Mixing Datasets#

Training a model often requires combining data from multiple different sources. Streaming makes combining these data sources, or streams, easy and configurable. See the main concepts page for a high-level view of distributed training with multiple streams.

Using Streams#

A stream is a data source, as a collection of shard files (or set of subdirectories containing shard files). Shard files can optionally be compressed. Streams are represented by the streaming.Stream object. Similar to streaming.StreamingDataset itself, a Stream object can take in remote and local paths – see here for an example.

It is possible, though not recommended, for streams to have different schemas.

Configuring the data mix#

The proportion, repeat, or choose arguments to Stream are used to configure different dataset mixing schemes. Only one of them may be set at a time, and all streams must use the same mixing scheme (e.g., Stream A with proportion and Stream B with choose are incompatible).

  • proportion: Specifies how to sample this Stream relative to other Streams.

  • repeat: Specifies the degree to which a Stream is upsampled or downsampled.

  • choose: Specifies the number of samples to choose from a Stream.

Let’s look at some examples of dataset mixing in action.

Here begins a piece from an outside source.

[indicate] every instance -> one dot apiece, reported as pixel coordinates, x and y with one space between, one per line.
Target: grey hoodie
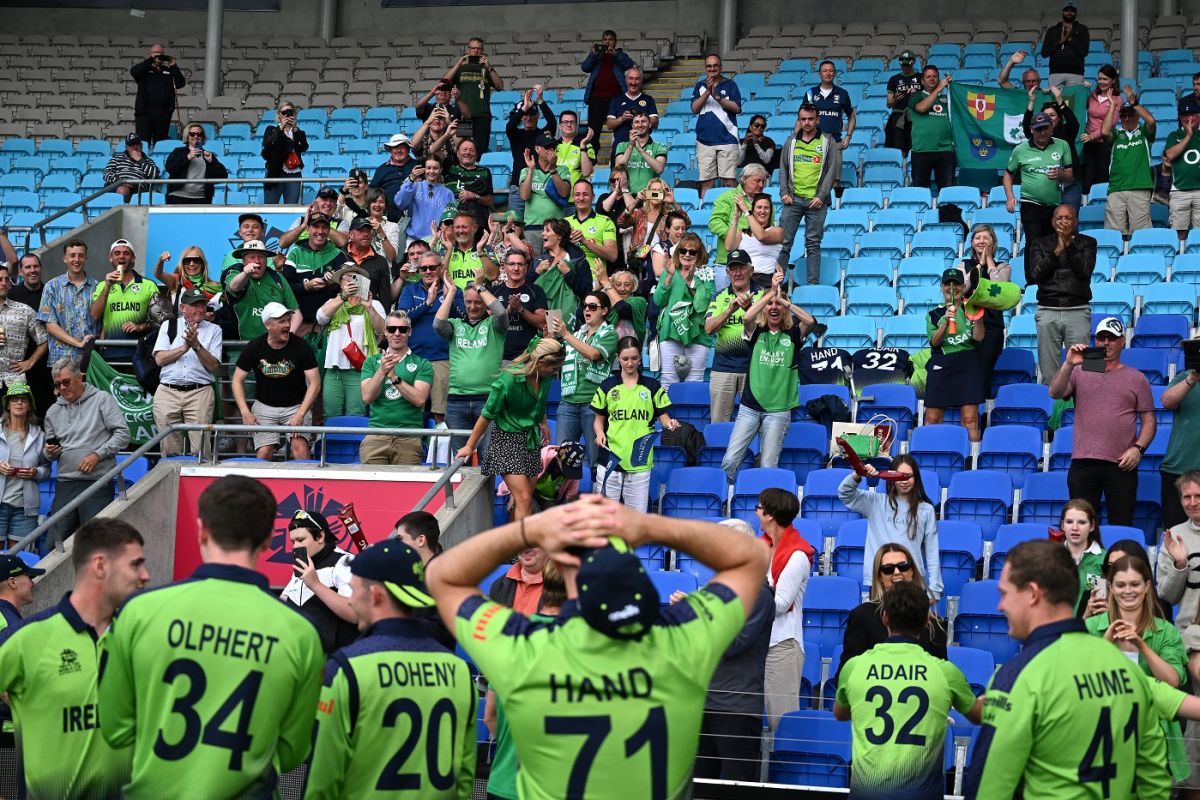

Using proportion for relative weighting#

As an example, let’s say we have Stream A with 100 samples and Stream B with 200 samples. The epoch_size, if not set, will default to the total number of unique samples – in this case, 300. To configure our training dataset to be 25% from Stream A and 75% from Stream B, we simply set proportion to those values:

stream_A = Stream(
    remote = 's3://stream_A_remote',
    local = '/tmp/stream_A',
    proportion = 0.25,
)
stream_B = Stream(
    remote = 's3://stream_B_remote',
    local = '/tmp/stream_B',
    proportion = 0.75,
)
dataset = StreamingDataset(
    streams = [stream_A, stream_B],
)

Since epoch_size has not been specified, the epoch will be 300 samples long, of which 75 samples will come from Stream A, and 225 from Stream B. Equivalently, we could have also set proportion to 2 for Stream A and 6 for Stream B for the same weighting – StreamingDataset will normalize the proportion weights.

If epoch_size is explicitly set, then proportions will apply to that value instead. For example, if epoch_size was passed as 400 to StreamingDataset, as below, and proportions stayed the same, then in each epoch, 100 samples would be from Stream A and 300 would be from Stream B.

dataset = StreamingDataset(
    epoch_size = 400,
    streams = [stream_A, stream_B],    # With proportions A: 0.25 and B: 0.75.
)

For multi-epoch training, to control how samples are chosen between epochs, see the inter-epoch sampling section.

Using repeat for absolute weighting#

It can be useful to specify how many times to upsample or downsample a Stream – the repeat argument fulfills this use case. For example, to see every sample from Stream A 3 times per epoch, simply set repeat to 3:

stream_A = Stream(
    remote = 's3://stream_A_remote',
    local = '/tmp/stream_A',
    repeat = 3,
)

To downsample a stream, meaning that only a fraction of the total samples from that stream are seen every epoch, set repeat to less than 1. For example, to see only a quarter of the samples from Stream A per epoch, set repeat to 0.25.

Using choose for absolute weighting#

Specifying the absolute number of samples to choose from a Stream can also be useful when mixing datasets. Use the choose argument to indicate the number of samples to take from a stream per epoch. For example, to see exactly 250 samples from Stream A per epoch, set choose to 250:

stream_A = Stream(
    remote = 's3://stream_A_remote',
    local = '/tmp/stream_A',
    choose = 250,
)

Batching Methods#

Controlling how a global batch is constructed is a requirement for some training runs. StreamingDataset’s batching_method argument takes in three different options to configure the composition of each global batch:

  • 'random': (default) Global batches respect dataset mixing in expectation. Stream proportions can vary somewhat between batches.

  • 'stratified': Every global batch respects dataset mixing exactly. Can help mitigate loss spikes and divergence by making sure stream proportions hold for every batch.

  • 'per_stream': Each global batch contains samples from only one stream at a time. Particularly useful when your streams contain data of different tensor shapes/sizes, so that each batch can contain samples of the same shape/size.

  • 'device_per_stream': Each device batch contains samples from only one stream at a time. Like per_stream, this is useful when mixing data from streams with different tensor shapes/sizes. Crucially, by mixing at the device batch level, each global batch can still contain samples from multiple streams.

As an example, suppose we have Stream A (green) and Stream B (blue), each making up half of our total dataset. Applying each of the batching methods would make global batches look like this:

Batching Methods

Each bar represents a single global batch. We see that random batching can have some variance in stream composition, while stratified batching keeps composition exact, and per_stream batching constructs each batch with a single stream.